Remember where your nginx config file is currently? It's in the graphic above. You can't miss it. And you are going to make some edits to it.

I am getting really sick of Wordpress fighting me on my code even inside a code block plugin.

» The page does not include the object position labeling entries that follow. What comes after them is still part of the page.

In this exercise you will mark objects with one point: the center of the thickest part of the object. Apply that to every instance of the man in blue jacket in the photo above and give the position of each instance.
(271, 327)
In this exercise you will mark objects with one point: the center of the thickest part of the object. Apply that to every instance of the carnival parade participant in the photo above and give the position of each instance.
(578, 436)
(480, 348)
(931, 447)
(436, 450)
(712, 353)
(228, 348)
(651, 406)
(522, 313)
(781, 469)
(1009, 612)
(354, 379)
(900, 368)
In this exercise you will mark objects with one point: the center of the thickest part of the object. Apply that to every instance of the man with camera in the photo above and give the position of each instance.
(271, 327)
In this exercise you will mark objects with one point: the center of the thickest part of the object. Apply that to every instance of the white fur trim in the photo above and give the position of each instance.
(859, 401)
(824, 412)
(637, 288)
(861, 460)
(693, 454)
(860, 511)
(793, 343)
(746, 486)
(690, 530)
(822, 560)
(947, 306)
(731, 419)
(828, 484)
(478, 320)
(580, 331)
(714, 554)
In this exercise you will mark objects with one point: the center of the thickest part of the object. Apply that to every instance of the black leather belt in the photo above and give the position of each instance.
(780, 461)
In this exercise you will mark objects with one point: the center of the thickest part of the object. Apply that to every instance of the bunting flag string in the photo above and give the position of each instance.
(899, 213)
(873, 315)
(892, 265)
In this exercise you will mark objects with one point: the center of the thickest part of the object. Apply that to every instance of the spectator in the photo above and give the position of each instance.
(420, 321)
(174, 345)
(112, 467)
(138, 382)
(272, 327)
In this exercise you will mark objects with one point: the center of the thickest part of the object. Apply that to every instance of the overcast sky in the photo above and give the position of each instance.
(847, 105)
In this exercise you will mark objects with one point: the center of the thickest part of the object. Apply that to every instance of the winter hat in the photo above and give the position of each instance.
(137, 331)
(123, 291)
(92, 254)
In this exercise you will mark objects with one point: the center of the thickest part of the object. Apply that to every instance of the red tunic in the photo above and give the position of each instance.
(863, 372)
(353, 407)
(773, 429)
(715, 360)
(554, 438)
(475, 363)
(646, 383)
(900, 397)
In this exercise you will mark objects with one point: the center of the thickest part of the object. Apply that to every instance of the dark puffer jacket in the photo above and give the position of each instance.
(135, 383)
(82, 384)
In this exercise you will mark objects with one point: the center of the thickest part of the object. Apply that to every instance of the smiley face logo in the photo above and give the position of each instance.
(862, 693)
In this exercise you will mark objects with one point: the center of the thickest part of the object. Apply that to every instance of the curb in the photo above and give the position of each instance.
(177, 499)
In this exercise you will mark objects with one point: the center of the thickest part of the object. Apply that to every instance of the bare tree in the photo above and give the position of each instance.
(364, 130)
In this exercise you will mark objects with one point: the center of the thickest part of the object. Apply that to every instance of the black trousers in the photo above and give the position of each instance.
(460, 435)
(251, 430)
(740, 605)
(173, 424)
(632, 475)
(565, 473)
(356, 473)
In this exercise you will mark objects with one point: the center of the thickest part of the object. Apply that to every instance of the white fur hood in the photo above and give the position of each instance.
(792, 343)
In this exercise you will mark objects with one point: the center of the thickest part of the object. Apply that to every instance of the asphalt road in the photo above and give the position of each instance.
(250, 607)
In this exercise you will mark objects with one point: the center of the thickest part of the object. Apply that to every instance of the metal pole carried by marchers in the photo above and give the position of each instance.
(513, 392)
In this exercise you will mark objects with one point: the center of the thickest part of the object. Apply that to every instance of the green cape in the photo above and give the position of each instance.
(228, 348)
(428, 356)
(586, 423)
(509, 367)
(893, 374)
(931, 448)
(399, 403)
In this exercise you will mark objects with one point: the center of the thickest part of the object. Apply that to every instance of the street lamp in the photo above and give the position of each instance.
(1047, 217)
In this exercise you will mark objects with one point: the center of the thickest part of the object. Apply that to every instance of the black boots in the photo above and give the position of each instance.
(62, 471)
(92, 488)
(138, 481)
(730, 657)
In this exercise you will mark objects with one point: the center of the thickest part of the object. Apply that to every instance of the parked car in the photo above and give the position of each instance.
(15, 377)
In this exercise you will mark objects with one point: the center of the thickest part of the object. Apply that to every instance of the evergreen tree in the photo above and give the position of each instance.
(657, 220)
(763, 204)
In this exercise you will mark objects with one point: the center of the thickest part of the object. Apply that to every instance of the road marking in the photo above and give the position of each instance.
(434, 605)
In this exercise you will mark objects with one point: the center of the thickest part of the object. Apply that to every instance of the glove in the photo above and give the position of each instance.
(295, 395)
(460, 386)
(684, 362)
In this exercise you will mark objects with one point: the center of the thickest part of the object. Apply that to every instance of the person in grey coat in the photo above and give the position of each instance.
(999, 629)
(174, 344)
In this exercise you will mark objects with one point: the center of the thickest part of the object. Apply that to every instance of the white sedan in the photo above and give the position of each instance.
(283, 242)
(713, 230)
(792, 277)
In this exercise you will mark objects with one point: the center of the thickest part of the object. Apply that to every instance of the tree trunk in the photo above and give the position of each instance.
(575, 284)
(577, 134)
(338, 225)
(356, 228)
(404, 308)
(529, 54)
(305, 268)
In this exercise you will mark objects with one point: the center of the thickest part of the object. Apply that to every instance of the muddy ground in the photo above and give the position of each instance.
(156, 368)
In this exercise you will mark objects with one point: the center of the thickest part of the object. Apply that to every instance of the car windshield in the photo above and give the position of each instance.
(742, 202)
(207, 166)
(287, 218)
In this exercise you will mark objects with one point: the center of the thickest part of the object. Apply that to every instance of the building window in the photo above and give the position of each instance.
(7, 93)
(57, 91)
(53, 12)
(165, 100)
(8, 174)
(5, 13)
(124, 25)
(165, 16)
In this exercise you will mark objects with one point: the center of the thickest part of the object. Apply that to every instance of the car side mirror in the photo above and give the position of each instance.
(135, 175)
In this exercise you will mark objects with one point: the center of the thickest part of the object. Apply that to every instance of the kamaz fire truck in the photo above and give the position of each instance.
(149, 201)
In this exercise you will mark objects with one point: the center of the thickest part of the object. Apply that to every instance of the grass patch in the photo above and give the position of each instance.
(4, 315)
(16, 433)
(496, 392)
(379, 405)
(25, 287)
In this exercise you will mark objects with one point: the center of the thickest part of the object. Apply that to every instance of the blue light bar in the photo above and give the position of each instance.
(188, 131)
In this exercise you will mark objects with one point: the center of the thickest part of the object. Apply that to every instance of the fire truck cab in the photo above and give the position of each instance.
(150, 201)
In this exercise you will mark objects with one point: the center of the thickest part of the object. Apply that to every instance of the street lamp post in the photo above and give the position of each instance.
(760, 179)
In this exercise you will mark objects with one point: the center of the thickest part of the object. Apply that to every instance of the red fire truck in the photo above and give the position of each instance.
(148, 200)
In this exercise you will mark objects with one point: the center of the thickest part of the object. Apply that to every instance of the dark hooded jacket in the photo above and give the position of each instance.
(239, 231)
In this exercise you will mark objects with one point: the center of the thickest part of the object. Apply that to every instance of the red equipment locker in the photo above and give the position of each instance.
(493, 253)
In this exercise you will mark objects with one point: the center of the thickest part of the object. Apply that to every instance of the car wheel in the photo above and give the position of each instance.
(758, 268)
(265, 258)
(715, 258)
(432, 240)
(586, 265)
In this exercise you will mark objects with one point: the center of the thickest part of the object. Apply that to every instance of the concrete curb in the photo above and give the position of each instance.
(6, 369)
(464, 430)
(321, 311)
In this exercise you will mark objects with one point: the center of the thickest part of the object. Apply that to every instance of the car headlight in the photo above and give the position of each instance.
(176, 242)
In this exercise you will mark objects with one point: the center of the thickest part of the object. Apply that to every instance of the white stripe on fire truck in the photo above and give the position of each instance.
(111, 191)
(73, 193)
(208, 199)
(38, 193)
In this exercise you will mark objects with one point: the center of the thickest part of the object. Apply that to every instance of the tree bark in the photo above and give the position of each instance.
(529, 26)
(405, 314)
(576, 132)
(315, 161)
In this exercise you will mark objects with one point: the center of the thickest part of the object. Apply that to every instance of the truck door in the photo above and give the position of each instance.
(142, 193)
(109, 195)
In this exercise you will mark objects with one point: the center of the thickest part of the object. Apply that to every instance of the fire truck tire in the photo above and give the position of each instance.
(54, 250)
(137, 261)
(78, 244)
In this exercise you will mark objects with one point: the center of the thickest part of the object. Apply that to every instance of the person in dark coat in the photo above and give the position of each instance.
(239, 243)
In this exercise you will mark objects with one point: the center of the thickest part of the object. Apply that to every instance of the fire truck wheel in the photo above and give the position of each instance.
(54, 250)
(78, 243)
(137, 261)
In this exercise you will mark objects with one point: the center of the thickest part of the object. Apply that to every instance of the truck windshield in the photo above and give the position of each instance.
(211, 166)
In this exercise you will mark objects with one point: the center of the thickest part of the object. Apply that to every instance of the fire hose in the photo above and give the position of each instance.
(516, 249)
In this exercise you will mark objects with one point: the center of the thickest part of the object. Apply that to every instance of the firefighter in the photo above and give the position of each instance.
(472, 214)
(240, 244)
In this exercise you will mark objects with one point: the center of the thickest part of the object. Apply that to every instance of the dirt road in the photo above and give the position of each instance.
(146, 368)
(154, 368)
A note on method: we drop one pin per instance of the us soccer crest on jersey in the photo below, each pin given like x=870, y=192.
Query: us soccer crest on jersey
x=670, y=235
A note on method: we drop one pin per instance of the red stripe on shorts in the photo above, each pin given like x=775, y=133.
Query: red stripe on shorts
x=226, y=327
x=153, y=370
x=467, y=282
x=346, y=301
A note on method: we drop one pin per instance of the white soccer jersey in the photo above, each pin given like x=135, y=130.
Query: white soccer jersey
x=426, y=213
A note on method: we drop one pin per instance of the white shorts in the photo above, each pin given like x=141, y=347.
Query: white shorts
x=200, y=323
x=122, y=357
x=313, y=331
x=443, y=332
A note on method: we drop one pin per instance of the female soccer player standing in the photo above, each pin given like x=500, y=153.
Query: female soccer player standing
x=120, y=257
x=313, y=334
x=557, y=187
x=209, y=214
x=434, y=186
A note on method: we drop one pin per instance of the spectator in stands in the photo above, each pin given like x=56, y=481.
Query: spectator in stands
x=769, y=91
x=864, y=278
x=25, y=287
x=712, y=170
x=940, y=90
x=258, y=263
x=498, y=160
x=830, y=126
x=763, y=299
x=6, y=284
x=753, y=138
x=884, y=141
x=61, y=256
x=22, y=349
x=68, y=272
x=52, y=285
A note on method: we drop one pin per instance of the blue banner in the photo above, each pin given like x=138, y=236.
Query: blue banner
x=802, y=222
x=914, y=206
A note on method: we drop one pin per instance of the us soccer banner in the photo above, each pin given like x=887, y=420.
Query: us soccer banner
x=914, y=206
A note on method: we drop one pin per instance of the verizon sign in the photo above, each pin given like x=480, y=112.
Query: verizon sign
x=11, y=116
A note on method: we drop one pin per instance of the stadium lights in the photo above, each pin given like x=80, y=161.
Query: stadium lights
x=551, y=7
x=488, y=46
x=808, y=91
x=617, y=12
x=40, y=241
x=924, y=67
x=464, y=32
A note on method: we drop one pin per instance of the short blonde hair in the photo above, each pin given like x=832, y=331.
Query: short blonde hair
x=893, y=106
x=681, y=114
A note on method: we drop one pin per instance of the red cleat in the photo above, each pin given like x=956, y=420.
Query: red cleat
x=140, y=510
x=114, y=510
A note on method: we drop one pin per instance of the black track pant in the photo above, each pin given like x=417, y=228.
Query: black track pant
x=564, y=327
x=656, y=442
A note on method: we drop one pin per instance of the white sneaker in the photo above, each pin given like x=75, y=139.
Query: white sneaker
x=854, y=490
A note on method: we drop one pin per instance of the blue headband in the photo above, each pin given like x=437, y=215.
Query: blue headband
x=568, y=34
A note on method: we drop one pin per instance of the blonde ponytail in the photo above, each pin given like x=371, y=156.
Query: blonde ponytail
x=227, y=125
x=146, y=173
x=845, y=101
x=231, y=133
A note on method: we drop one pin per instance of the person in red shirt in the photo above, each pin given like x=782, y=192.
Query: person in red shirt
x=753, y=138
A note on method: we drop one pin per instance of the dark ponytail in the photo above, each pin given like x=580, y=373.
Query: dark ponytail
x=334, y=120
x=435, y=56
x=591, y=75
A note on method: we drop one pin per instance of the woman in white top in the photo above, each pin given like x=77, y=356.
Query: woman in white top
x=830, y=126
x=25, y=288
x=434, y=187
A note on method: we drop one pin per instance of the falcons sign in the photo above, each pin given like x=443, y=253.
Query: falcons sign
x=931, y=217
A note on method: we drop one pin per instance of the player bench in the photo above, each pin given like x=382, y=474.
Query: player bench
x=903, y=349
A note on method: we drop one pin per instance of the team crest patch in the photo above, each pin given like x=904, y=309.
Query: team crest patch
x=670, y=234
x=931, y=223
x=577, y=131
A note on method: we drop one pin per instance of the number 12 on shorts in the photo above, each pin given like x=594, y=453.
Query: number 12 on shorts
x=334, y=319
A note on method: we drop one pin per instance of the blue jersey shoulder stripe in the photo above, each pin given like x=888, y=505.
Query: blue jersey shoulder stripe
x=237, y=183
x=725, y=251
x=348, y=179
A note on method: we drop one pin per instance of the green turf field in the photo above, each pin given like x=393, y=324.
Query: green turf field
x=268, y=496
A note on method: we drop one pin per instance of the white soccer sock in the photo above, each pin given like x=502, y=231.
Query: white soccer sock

Here's a fricking picture.

So, as you can see in the picture I was forced to provide (and this had better not become a habit) I modified the port from 80 to 443, and added the paths to the ssl certificate and key. I also set up the two log files, although two already exist for my reading pleasure in the var directory at log/nginx/. So now the last thing to do is to restart the nginx process, and that is done with the following on Debian:

systemctl restart nginx

You could of course test it with a -t, but you're not really in production yet, so who cares. Remember that little tidbit if you are working on a server in production, because there is nothing quite like testing code on a live system and then getting a ping because you wiped the hostname, affecting about 20 accounts, including 8 of your own. (This one, as a matter of fact.)

So this is what you should see:

Forsooth, is that yon verdant lock of yore I perceive? Yup. We did it. Now there is a website ready to serve secure https on nginx.